Rand Stats

JSON::Collector

zef:lizmat

Actions Status Actions Status Actions Status

NAME

JSON::Collector - collect and process JSON

SYNOPSIS

use JSON::Collector;

my $collector = JSON::Collector.new(
  :todo($todo-dir.IO),
  :done($done-dir.IO)
);
$collector.store($json);

for $collector.unprocessed -> \data {
    # process JSON data
    data.mark-as-processed($type);  # or data.discard
}

DESCRIPTION

The JSON::Collector distribution provides logic to collect JSON data into a temporary storage location awaiting processing. Then, when the data is processed, it can optionally be stored into an archive location.

This is typically intended to handle JSON as generated by push services such as Github, SourceHut or Codeberg webhooks.

Although this is typically used for JSON related data, it can also be used by any other data source: the storage will however be JSON based.

JSON::Collector

The JSON::Collector class contains the logic for storing and handling processed data.

new

my $collector = JSON::Collector.new(
  :todo("todo".IO),
  :done("done".IO),
  :pretty, :spaces(2), :sorted-keys
);

The new method takes the following named arguments:

todo

The directory in which items that are added with the store method are being placed. Defaults to "todo" in the current directory.

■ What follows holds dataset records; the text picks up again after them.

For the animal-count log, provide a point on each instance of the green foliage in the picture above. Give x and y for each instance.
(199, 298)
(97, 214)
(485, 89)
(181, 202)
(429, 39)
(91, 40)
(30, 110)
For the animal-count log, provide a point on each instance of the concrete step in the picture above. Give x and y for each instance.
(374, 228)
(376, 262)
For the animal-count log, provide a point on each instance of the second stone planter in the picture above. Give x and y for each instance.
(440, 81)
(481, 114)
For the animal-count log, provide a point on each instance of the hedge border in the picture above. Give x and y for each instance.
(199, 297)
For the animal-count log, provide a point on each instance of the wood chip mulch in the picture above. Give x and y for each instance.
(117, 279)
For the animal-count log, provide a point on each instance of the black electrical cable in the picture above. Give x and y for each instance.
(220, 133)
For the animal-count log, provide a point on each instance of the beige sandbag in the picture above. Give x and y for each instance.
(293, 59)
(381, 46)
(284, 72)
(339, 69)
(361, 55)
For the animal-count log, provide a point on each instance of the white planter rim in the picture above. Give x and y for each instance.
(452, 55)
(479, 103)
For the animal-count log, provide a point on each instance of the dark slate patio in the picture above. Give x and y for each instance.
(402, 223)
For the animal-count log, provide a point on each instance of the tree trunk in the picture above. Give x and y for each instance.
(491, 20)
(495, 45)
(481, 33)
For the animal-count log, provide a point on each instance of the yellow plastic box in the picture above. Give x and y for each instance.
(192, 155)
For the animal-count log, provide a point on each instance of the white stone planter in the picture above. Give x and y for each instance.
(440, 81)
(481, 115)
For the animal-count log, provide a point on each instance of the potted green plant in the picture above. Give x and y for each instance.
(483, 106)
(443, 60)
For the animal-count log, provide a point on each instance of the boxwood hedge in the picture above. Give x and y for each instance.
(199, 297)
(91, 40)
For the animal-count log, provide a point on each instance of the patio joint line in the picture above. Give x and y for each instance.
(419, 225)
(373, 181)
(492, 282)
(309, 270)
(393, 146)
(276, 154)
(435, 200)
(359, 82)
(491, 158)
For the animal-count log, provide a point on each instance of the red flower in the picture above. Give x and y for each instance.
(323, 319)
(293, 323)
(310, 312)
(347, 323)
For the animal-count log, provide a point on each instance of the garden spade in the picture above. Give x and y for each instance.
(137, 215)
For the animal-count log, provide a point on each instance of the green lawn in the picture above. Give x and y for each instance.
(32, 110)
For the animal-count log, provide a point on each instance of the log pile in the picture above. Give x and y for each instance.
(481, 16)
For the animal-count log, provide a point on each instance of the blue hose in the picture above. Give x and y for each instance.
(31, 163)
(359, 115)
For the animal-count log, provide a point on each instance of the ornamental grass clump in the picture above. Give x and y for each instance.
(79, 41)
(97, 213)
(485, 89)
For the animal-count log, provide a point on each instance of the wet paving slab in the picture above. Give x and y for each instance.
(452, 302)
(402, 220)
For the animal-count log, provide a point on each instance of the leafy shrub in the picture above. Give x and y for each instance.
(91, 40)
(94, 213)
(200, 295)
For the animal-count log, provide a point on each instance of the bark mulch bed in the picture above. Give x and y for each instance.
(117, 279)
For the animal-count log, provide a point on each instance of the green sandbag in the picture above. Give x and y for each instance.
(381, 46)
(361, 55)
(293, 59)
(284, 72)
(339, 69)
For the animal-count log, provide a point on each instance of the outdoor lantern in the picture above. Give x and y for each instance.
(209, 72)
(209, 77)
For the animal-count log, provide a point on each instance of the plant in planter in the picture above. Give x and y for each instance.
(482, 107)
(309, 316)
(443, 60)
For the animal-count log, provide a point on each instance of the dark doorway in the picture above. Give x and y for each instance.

The directory must exist and be writable.

done

Where the data that has been processed should be stored. It can have 3 types of destination.

Defaults to "done" in the current directory. Any IO::Path (implicitely) specified must be an existing directory and be writable.

pretty / spacing / sorted-keys

These named arguments apply to the way any data added by calling the store method with a data structure (as opposed to a string) will be converted to JSON. The defaults are:

store

$collector.store($string); # or $collector.store(data);

The store method stores the given data in the todo directory. If the given data is a string, then it is assumed to be valid JSON and the string will be stored as-is.

In any other case, the given data will be converted to JSON with the pretty, spacing and sorted-keys settings specified in the creation of the collector (but can be overridden by specifying these same named arguments in the call to store);

$collector.store(data, :!pretty);

The store method either returns an IO::Path object of the file that was created to store the data, or Nil if something went wrong.

unprocessed

for $collector.unprocessed -> \data {
    # process JSON data
    data.mark-as-processed($type);  # or data.discard
}

The unprocessed method produces a Seq of JSON::Collector::Item objects of data that has not yet been processed yet.

JSON::Collector::Item

The JSON::Collector::Item class encapsulates on item that was previously stored. It acts as closes as possible to the original data stored, with some additional methods that can be invoked.

collector

The JSON::Collector object that created this JSON::Collector::Item object.

IO

The IO::Path object of the data. After having been successfully processed (with mark-as-processed), then it contains the

data

The actual data structure that was stored. It's generally not needed to call this method, as the object itself will act as the data as much as possible.

mark-as-processed

for $collector.unprocessed -> \item {
    # process JSON data
    item.mark-as-processed($type);
}

The mark-as-processed method will mark the data that was previously stored as processed.

Depending on the value specified with done in the JSON::Collector object, it will do one of three things:

if done is Nil

Then this call is equivalent to calling the discard method, as in removing the item from the "todo" directory.

if done is a Callable

Then the Callable will be called with the JSON::Collector::Item object as the only positional argument. If the return value is True, then the object will be removed from the "todo" directory, otherwise it will be kept there.

if done is an IO::Path

The optional type indication (which defaults to the empty string) will be used as the name of a subdirectory in the "done" directory in which the data will ultimately be stored. Defaults to the empty string, which means no subdirectory.

Then the JSON file in the "todo" directory (or "todo/$type") will be moved to a sub-directory YYYY/YYYY-MM-DD of that directory, using the current date.

discard

for $collector.unprocessed -> \item {
    # process JSON data
    item.discard;
}

Discards the item from the "todo" directory.

THEORY OF OPERATION

Whenever some data is stored (and it's not JSON already) it is converted to JSON. Then the JSON is spurted to a file with as basename the current nanosecond value, with the extension "tmp". Once the write is completed, the file is (atomically, presumably) renamed to not have any extension.

This means that many threads or processes can store date asynchronously in the same collection. When it comes to processing, it is assumed that only a single process/thread will be calling the unprocessed method. The actual processing of the items may me multi-threaded.

AUTHOR

Elizabeth Mattijsen liz@raku.rocks

Source can be located at: https://codeberg.org/lizmat/actions . Comments and Pull Requests are welcome.

If you like this module, or what I'm doing more generally, committing to a small sponsorship would mean a great deal to me!

COPYRIGHT AND LICENSE

Copyright 2026 Elizabeth Mattijsen

This library is free software; you can redistribute it and/or modify it under the Artistic License 2.0.